A writing prompt I once found on WordPress was this – “conundrum“.

As soon as I read it, nothing came to mind, the reason being that I did not know its meaning. There, I said it. My vocabulary is not so good. Ok, so coming back to the topic, after I read the meaning in the dictionary – a confusing and difficult problem or question, the first thing that came to mind is – Indian girls.

We Indian girls face this conundrum no sooner we put one foot, and then another, across the imaginary border of 18 years of age : Beta, when will you get married?

This question comes sometimes from the parents (yes, even in the 21st century, some Indian parents are backward in their thinking and want to get their daughters married off as soon as they are of legal age, and in some bizarre cases, even before that!). But mostly, it comes from the notorious gang of nosy-neighbourhood-aunties-who-have-a-habit-of-sticking-their-noses-in-other-people’s-business.

Yes, they are more interested about when your groom will mount the proverbial white horse and take you to his abode. Irrespective of the fact that the girl’s parents are not worried, and the girl’s boyfriend (if she has one) and maybe even his parents (if they are aware of their relationship) are least bothered about it.

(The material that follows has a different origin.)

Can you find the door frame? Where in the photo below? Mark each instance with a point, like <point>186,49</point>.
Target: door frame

So, how do we answer it? It is certainly a paradoxical question, because marriage is not the ultimate goal. Moreover, some girls (like me) may have numerous inhibitions and expectations from the M-word. The memories of having seen one’s mother suffer the brutal words of her mother-in-law remains etched, and gets revoked upon hearing the question. Even the daily soaps contribute generously to these fears. Hardly do we ever see a mega serial in India where the saas loves her bahu.  And even if she does, it might be because she hates her daughter. (This last one holds true for even American shows – remember Monica’s mom in Friends? She loved Rachel but hated Monica)

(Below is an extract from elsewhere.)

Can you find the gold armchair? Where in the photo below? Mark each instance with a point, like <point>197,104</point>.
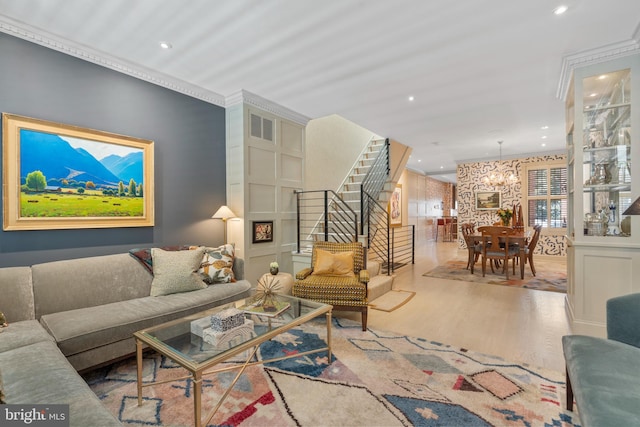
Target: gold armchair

But, even otherwise, don’t, and aren’t girls supposed to have their own dreams and aspirations? Some might be the only child to ageing parents, or some might have other such constraints, where they have to be, literally, the SON to their parents. Some might even answer in the negative to the question lurking ahead of them – the simple reason being that she has been so traumatised by the events happening around her that she wants to live independent of a MAN. Or, she might want to tie the knot when she is confident that she has fulfilled her dreams, and when she finds a man who will hold her hand, and not lead her, throughout her life.

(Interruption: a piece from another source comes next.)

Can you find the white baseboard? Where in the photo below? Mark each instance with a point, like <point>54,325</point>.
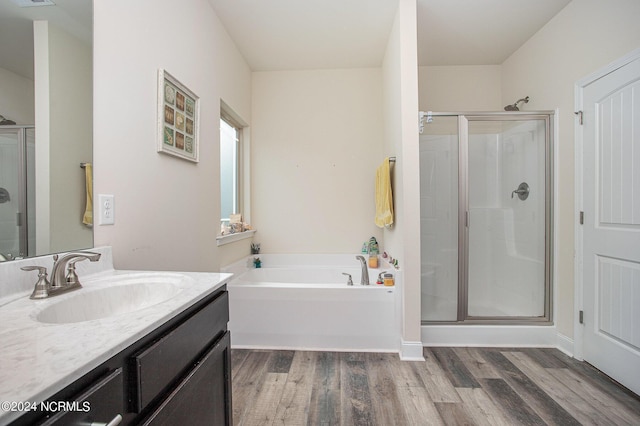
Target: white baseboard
<point>489,335</point>
<point>411,351</point>
<point>565,344</point>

The bottom-line is, is anyone else other than a girl supposed to be bothered about her marriage plans? Should the society decide which is the right age for her to get married? Shouldn’t she become financially independent at least before she shares her life with another human being? This is the conundrum, my friends, faced by girls all over India (and maybe in other countries too).

What is the answer to it?

 

[Disclaimer : Based on real incidents and questions faced by the writer, Aishwarya Kannan, as soon as she turned 18,  from her prying neighbour aunties and some irritating relatives.]